Federated Learning: Models are trained across institutions without centralizing data. Each bank trains locally, and only model updates are shared. Ideal for joint fraud detection or credit modeling.
Trusted Execution Environments (TEEs): Secure hardware enclaves where data is decrypted and processed in isolation. Even system administrators cannot access the data inside the enclave. Suitable for joint platforms and controlled collaboration hubs.
Differential Privacy: Adds mathematical “noise” to outputs so individuals cannot be identified. Particularly useful for regulatory reporting and benchmarking.
Zero-Knowledge Proofs (ZKPs): Allow you to prove something without revealing the underlying data. For example, proving a customer passed KYC without sharing identity documents, or proving compliance without exposing transaction details.
Synthetic data: Artificially generated datasets that statistically resemble real data. Useful for software testing, model development, and experimentation when real data cannot be shared.
Data Masking & Tokenization: Replace sensitive fields with tokens.

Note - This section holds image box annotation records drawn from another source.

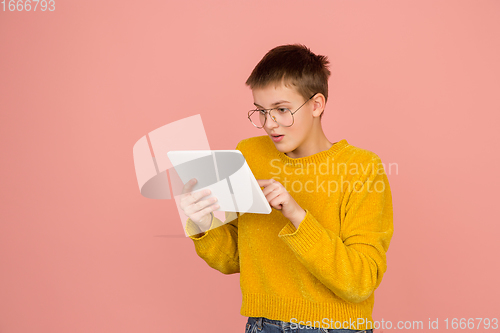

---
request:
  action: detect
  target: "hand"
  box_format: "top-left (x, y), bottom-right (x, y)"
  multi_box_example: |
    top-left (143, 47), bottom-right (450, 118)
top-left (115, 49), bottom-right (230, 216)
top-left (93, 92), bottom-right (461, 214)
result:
top-left (257, 179), bottom-right (306, 228)
top-left (180, 178), bottom-right (219, 231)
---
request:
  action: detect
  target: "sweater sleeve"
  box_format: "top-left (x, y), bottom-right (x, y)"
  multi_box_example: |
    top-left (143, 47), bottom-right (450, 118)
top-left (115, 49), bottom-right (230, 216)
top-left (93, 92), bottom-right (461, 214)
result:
top-left (186, 212), bottom-right (240, 274)
top-left (279, 156), bottom-right (394, 303)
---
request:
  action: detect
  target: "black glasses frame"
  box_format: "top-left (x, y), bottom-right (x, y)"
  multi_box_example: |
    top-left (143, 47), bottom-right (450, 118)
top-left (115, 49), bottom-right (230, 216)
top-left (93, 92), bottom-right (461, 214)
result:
top-left (248, 93), bottom-right (318, 129)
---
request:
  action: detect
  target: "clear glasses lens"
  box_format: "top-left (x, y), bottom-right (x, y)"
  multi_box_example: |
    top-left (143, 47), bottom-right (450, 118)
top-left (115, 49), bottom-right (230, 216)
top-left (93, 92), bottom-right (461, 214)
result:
top-left (250, 108), bottom-right (293, 128)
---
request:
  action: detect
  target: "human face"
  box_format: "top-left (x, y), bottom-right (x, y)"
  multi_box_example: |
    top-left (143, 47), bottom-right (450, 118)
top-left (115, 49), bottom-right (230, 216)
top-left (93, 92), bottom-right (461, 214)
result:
top-left (252, 84), bottom-right (317, 158)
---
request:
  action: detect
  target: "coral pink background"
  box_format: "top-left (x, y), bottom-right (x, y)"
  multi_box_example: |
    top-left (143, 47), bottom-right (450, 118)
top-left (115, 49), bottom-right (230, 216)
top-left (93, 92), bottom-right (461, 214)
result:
top-left (0, 0), bottom-right (500, 333)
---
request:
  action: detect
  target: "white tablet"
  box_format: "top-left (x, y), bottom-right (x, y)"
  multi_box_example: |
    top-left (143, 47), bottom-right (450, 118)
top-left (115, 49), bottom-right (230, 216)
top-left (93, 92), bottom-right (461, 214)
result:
top-left (167, 150), bottom-right (271, 214)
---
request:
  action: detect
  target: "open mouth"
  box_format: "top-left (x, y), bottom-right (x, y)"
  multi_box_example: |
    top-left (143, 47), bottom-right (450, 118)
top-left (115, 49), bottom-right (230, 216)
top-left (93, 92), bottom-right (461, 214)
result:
top-left (271, 134), bottom-right (284, 142)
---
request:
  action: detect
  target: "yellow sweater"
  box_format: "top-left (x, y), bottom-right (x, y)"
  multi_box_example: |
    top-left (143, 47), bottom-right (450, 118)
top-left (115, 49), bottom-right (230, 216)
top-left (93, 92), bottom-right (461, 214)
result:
top-left (186, 135), bottom-right (394, 330)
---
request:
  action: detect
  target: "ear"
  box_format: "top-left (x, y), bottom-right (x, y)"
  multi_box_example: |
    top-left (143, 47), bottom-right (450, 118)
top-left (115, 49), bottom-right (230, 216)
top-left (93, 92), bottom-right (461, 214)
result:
top-left (311, 93), bottom-right (326, 118)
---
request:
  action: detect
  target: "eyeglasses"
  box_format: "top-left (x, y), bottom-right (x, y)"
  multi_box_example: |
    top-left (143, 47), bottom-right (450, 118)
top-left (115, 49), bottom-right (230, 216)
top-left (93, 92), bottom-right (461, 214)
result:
top-left (248, 93), bottom-right (318, 128)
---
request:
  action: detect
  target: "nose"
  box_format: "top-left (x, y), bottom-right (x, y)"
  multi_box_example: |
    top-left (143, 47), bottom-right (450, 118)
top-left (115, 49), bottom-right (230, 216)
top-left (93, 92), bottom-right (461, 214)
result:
top-left (264, 110), bottom-right (279, 129)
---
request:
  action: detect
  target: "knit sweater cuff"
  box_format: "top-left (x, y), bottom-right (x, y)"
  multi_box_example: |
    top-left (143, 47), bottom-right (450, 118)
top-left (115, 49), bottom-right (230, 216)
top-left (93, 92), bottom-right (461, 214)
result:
top-left (278, 209), bottom-right (324, 255)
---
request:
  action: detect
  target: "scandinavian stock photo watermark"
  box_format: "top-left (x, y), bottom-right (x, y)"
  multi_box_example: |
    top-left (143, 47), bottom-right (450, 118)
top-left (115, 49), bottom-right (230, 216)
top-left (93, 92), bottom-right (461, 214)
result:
top-left (270, 157), bottom-right (399, 196)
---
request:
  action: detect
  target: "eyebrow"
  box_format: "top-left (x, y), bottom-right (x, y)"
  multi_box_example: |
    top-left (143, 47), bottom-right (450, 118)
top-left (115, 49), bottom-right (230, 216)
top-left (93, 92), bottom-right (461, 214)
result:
top-left (253, 100), bottom-right (291, 107)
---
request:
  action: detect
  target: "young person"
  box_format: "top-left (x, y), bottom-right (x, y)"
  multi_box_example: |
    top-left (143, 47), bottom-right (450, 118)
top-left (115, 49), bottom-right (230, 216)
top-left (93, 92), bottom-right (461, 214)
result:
top-left (181, 44), bottom-right (393, 333)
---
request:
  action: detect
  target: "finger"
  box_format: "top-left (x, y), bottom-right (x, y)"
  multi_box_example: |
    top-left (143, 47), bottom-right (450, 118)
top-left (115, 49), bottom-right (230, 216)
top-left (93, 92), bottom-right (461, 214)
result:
top-left (266, 190), bottom-right (283, 204)
top-left (269, 195), bottom-right (287, 209)
top-left (193, 204), bottom-right (220, 221)
top-left (262, 182), bottom-right (281, 196)
top-left (257, 178), bottom-right (275, 187)
top-left (182, 178), bottom-right (198, 194)
top-left (180, 188), bottom-right (212, 207)
top-left (185, 193), bottom-right (217, 214)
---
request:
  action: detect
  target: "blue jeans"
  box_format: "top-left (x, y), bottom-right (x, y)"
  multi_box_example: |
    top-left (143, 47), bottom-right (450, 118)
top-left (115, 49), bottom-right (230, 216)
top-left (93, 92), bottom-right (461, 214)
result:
top-left (245, 317), bottom-right (373, 333)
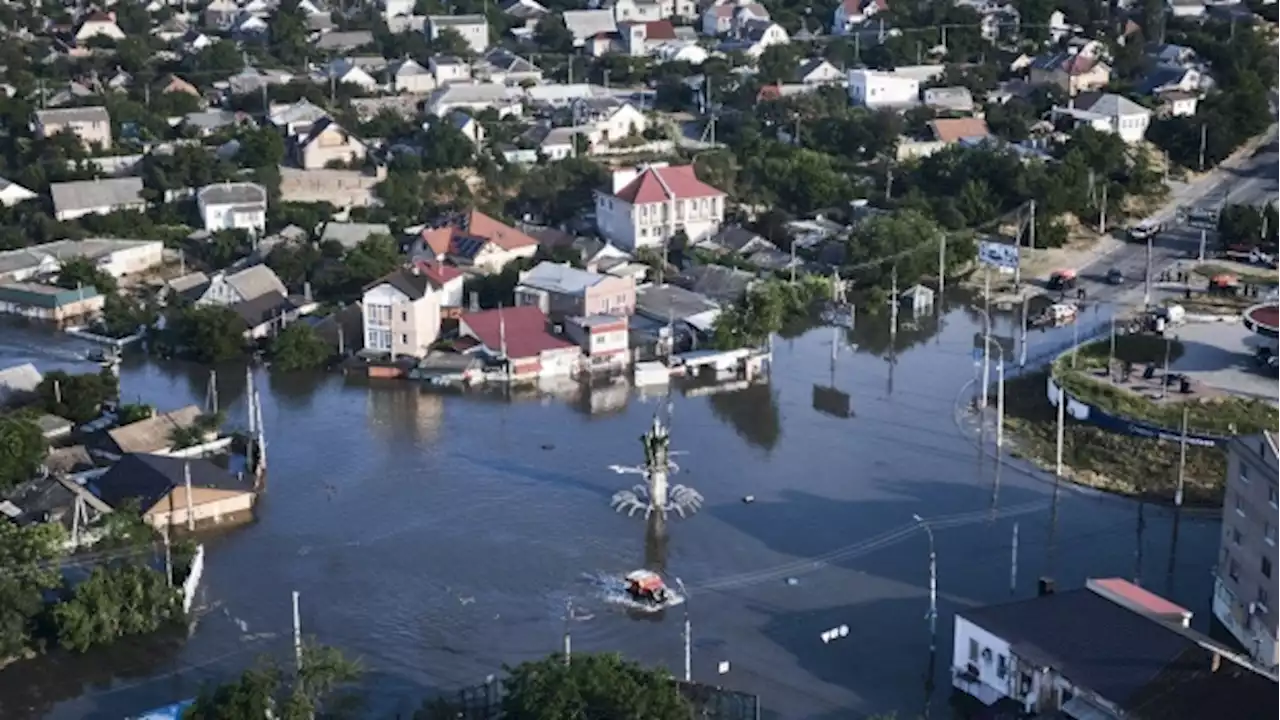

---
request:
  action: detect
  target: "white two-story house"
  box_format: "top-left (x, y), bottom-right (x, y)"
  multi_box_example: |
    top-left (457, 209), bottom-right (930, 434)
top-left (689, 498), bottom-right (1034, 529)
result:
top-left (361, 265), bottom-right (440, 359)
top-left (595, 164), bottom-right (726, 250)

Pseudonymization: Replace direct identifiers with reversible mappings.
Anonymization: Irreversibly remove identifiers to prevent re-identification.
Each use case requires a tailored approach.
Cross-bank fraud and AML may combine MPC, Federated Learning, and TEEs.
Regulatory reporting may combine Differential Privacy and ZKPs.
Most real-world architectures will use multiple PETs together.
The real value of PETs is not purely technical, it is strategic. PETs allow financial institutions to:
Unlock ecosystem value
Reduce third-party dependency risk
Strengthen customer trust
Align with regulation by design
If data sharing is the future of financial services, then PETs are the infrastructure that makes that future viable.
Without them, collaboration will remain limited by fear.
With them, we can truly be smarter together, without compromising trust.